The Boscombe Valley Mystery is one of several short stories in which Conan Doyle conjures up a murder perpetrated by a returned colonial, this time in a fictional valley near the market town of Ross on Wye. Conan Doyle knew Herefordshire well – in fact, it is thought that the area inspired key aspects of The Hound of the Baskervilles.

The Baskervilles were an illustrious family in Herefordshire and Conan Doyle was a family friend who stayed at their home Baskerville Hall (now a hotel), on the Herefordshire-Powys border. During one of his stays, it is reputed that he learned of the legend of a hound on nearby Hergest Ridge and translated this into one of the most demonic spectres in literature.

SUSSEX

After the death of his first wife, Conan Doyle remarried and moved to Crowesborough in Sussex, on the edge of Ashdown Forest. St Mary’s House and Gardens, a 15th-century timber-framed house in Bramber, is believed to be the inspiration for Hurlstone House in The Musgrave Ritual.

Conan Doyle was so enamoured with the dramatic chalky coast of the county, he sent Sherlock to retire there and keep bees in The Adventure of the Lion’s Mane. There has been much speculation over the inspiration for the location of his retirement: “a small farm upon the Downs, five miles from Eastbourne…commanding views over the English Channel”, but the coastal town of Seaford is a strong contender.

NORFOLK BROADS

Here it is again – a sinful returned colonial getting his comeuppance, this time in The Adventure of the Gloria Scott. Conan Doyle sets this story in the fictional hamlet of Donnithorpe, near the true village of Langmere in the Broads, where Holmes indulges in “excellent wild-duck shooting in the fens”. Conan Doyle also set The Dancing Men in the county – country squire Hilton Cubitt’s Riding Thorpe Manor is located near North Walsham. Enthusiasts can call in for a pint and admire the blue plaque at the Hill House Inn in Happisburgh, where Conan Doyle came up with the idea for the story during a visit in 1903, inspired by pictures of pin men drawn by the landlord’s son.

SURREY

The Solitary Cyclist and The Speckled Band are two of the best Holmes stories, and both are set in fictional grand estates in Surrey. Stoke Moran, the village in the latter story, is believed to be modelled on Stoke D’Abernon, near Leatherhead. It was presumably The Old Plough in the village where Holmes stayed with Watson on the hair-raising night when, just as the church clock struck 11, a signal shone from the manor house window and the two heroes set out to rescue Miss Stonor from the evil Grimesby Roylott.

Conan Doyle lived in Hindhead from 1897 to 1907. He designed his handsome house, Undershaw, himself, and while living there he wrote The Hound of the Baskervilles and brought his beloved protagonist back to life in The Return of Sherlock Holmes.
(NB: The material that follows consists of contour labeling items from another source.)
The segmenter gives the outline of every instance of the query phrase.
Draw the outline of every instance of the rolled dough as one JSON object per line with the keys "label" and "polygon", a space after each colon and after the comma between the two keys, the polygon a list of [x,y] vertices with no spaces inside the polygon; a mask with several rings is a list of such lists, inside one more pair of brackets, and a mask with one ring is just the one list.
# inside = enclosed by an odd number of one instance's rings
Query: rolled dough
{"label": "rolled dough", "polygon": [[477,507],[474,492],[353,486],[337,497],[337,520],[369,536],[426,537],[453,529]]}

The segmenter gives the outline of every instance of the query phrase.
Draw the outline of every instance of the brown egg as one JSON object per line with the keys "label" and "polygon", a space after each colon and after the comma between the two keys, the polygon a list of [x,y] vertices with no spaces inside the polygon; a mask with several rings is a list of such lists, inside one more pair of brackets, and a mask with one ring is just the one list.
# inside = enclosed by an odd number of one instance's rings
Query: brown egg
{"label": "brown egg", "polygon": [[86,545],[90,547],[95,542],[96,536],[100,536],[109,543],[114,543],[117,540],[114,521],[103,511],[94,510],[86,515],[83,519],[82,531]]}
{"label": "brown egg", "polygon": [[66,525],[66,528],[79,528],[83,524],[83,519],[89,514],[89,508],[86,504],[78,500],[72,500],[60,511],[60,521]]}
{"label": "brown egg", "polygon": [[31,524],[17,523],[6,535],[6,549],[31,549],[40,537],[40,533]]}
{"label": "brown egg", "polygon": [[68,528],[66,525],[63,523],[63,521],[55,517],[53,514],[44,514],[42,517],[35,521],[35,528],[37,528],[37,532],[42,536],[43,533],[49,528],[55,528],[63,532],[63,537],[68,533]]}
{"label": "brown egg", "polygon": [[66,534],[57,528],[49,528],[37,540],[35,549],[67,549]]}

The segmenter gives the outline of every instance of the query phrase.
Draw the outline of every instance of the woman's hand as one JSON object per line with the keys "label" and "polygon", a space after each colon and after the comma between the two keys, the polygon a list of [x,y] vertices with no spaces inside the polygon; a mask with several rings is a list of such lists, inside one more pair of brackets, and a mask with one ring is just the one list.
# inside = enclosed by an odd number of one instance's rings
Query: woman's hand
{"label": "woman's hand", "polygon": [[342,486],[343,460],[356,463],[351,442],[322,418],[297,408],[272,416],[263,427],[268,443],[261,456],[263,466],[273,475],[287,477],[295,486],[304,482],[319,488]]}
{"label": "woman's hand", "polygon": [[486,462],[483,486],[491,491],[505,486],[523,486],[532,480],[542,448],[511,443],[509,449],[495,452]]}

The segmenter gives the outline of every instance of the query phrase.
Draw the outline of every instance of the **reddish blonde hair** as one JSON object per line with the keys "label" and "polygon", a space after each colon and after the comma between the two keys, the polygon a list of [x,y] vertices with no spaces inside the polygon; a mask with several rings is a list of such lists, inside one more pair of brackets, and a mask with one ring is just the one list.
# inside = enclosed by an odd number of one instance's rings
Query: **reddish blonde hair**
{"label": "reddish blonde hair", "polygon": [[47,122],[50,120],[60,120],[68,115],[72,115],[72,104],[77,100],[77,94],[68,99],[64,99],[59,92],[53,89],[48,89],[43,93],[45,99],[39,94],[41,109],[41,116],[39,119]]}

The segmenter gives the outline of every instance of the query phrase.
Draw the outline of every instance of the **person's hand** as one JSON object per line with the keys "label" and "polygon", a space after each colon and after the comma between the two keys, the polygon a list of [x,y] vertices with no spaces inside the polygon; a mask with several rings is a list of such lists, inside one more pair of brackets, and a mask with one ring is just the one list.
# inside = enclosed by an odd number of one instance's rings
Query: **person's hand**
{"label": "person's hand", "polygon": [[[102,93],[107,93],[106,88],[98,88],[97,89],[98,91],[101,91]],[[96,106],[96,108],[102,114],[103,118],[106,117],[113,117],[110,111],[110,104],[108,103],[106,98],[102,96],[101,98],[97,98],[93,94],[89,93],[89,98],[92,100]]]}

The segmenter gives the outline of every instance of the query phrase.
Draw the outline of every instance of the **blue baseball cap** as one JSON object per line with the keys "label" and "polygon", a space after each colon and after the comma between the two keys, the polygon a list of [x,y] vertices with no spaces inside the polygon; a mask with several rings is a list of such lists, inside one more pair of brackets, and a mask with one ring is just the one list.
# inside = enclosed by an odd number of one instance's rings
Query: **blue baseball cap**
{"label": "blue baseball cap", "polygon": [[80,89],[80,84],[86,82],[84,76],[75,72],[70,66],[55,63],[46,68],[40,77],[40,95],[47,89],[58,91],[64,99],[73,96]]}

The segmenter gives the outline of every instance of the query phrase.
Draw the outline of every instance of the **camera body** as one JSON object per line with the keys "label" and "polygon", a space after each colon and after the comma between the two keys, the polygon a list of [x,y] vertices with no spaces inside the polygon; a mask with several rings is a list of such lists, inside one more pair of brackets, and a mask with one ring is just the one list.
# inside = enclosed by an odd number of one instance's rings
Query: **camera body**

He described Hindhead as “the English Switzerland”, and as having “some of the most splendid walks and scenery that could possibly be conceived.” His house overlooked Hindhead Common and the Devil’s Punch Bowl, on the edge of the Surrey Hills.

HAMPSHIRE

The Adventure of the Copper Beeches is one of Holmes’s most intriguing cases. A governess is paid to look after a cruel child for a sinister family, under the condition that she cuts her hair and sits at the drawing room window every day at a set time, wearing a blue dress. In the Black Swan Inn on Winchester High Street, Violet Hunter tells Holmes and Watson of some alarming developments in her strange case. The inn was demolished for road widening in 1935, but is today marked by a statue of a black swan.

Conan Doyle is buried on the boundary of All Saints Church in Minstead, a New Forest village that featured heavily in his historical novel The White Company. He died in 1930 but he wasn’t interred at Minstead until 1955 – before then he was buried in his garden in Crowborough in East Sussex.